Students protest, holding signs.

Three teachers at the Howard University Middle School of Mathematics and Science charter school who claimed they were about to be terminated because they wanted to teach more Black history, resigned officially on Jan. 27.

The school’s board of directors issued a statement verifying the resignations, but they denied the allegations that the teachers were blocked from teaching Black history.

“The teaching of African and African-American history and culture was not a factor in the acceptance of the resignations. This curriculum includes a content strand centered on an enduring understanding of African cultural systems,” the statement read.

The board also defended the school’s chief academic officer Angelicque Blackmon, who has been criticized for how she has handled the controversy. Blackmon, who was “recruited to Howard University Middle School of Mathematics and Science through a national search, has a long track record of engaging African American students and teachers in culturally responsive STEM education.”

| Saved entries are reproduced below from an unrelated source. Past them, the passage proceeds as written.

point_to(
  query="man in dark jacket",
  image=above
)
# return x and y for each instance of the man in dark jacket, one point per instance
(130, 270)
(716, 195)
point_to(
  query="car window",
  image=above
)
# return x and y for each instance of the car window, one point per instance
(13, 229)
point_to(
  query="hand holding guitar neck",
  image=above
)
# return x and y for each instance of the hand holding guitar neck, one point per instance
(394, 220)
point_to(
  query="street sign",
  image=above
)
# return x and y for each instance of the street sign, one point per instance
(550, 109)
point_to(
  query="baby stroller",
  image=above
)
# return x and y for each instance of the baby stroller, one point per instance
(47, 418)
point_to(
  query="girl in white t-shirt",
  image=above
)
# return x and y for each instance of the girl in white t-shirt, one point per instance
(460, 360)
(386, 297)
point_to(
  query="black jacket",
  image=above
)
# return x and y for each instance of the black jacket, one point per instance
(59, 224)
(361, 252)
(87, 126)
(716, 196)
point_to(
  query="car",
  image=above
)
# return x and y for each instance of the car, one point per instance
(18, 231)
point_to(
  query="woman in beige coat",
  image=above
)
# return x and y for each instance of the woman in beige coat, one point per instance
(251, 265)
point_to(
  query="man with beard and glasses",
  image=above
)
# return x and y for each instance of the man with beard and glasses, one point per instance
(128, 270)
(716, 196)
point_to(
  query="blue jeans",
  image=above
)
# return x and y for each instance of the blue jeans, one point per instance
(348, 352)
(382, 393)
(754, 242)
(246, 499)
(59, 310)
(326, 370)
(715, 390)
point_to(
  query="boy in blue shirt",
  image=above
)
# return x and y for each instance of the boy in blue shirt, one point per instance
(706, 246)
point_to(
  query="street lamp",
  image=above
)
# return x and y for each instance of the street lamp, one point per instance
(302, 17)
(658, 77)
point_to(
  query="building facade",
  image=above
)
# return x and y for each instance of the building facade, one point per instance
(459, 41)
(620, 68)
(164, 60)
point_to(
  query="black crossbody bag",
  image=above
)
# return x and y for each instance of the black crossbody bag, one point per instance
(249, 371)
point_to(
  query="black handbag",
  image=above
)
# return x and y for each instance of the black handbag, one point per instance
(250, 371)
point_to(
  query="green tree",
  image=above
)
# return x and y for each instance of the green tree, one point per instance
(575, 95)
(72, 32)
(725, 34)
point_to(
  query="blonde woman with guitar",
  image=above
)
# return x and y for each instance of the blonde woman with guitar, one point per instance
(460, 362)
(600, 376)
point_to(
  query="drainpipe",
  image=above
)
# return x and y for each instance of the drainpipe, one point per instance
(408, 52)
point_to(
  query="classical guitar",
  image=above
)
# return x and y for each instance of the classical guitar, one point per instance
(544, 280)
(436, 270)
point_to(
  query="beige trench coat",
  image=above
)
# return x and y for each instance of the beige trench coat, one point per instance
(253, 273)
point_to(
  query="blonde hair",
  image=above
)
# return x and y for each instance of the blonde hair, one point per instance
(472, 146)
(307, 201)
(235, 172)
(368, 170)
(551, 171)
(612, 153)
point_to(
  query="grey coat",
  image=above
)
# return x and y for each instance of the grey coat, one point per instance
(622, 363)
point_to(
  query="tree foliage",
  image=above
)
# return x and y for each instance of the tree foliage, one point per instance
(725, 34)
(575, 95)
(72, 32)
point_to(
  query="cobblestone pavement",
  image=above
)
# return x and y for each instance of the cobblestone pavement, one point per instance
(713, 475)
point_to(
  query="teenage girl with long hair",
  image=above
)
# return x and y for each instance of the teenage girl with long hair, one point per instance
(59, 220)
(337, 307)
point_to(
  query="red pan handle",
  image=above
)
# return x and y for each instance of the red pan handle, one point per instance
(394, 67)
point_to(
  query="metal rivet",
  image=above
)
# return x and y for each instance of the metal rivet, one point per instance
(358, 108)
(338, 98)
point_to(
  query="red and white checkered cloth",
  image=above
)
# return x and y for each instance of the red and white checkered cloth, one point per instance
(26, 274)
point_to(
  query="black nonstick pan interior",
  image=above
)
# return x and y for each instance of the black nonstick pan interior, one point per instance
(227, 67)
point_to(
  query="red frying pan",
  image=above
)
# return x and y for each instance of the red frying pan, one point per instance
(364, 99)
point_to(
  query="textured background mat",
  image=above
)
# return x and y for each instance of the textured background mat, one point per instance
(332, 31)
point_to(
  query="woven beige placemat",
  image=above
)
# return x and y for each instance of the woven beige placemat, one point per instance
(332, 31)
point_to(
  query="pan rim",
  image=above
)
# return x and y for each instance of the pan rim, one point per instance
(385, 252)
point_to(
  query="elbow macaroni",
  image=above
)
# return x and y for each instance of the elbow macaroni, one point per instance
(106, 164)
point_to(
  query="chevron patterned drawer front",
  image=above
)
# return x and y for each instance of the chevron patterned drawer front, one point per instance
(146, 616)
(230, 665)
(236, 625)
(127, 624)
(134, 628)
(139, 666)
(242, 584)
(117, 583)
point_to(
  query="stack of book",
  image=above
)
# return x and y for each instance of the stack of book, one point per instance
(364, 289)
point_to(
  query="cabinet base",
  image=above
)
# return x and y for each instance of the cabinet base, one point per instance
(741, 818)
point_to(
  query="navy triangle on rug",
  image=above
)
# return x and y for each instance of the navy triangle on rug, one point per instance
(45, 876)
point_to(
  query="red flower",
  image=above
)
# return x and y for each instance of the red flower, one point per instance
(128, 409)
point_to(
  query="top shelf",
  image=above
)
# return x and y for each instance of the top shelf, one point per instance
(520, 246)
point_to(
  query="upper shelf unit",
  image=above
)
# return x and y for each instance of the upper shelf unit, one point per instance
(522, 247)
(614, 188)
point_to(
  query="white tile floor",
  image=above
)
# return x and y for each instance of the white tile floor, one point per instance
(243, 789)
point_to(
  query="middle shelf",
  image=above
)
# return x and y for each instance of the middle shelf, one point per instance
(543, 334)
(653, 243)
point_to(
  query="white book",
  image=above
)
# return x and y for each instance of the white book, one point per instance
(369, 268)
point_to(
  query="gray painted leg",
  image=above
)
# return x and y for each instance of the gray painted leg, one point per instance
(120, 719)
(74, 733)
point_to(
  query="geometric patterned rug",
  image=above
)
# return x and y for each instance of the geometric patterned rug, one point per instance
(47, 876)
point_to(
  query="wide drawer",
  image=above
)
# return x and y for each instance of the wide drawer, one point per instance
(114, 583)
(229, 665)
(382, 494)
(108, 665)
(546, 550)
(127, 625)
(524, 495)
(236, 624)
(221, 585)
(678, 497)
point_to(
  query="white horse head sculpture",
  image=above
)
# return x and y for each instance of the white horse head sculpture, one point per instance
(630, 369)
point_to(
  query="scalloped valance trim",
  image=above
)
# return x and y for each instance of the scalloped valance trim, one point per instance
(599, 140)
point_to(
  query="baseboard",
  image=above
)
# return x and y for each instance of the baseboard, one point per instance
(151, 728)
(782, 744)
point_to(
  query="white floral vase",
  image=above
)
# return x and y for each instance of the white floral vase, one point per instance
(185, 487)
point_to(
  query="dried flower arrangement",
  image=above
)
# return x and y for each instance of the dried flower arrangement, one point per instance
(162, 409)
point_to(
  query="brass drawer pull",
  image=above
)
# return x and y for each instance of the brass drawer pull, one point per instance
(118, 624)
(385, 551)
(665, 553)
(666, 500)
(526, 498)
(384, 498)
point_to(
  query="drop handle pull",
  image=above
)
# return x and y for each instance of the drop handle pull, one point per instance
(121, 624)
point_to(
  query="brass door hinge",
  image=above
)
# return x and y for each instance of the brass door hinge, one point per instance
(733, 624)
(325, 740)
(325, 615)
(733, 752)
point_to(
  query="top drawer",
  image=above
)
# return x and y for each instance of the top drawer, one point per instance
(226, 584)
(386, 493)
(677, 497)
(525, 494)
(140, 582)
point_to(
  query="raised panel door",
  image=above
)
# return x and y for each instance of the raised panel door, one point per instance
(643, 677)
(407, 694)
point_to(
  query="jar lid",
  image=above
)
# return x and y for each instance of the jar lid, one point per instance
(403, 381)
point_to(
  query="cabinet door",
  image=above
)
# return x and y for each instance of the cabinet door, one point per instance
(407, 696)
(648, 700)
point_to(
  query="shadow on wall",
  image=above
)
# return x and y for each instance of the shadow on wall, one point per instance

Adilah Bilal, president of Parents in Action, a parent group at the school, told the Washington Post the social studies teachers had told the group they were planning to resign. The teachers, she said, were upset the administration stymied their efforts to include more African history in a curriculum that focuses heavily on Greek and Roman history.

Bilal said parents had planned to engage a mediator to help hammer out a solution, but before they could, the teachers were given termination papers in front of students, making them leave in the middle of the school day.

On Feb. 2, about two dozen of the 300 students at the middle school walked out in protest, waving pan-African flags and holding signs. Some shared a list of demands, including “new social studies teachers … who will be treated with respect” and that the school “stop tracking students for school to prison pipeline,” according to NPR.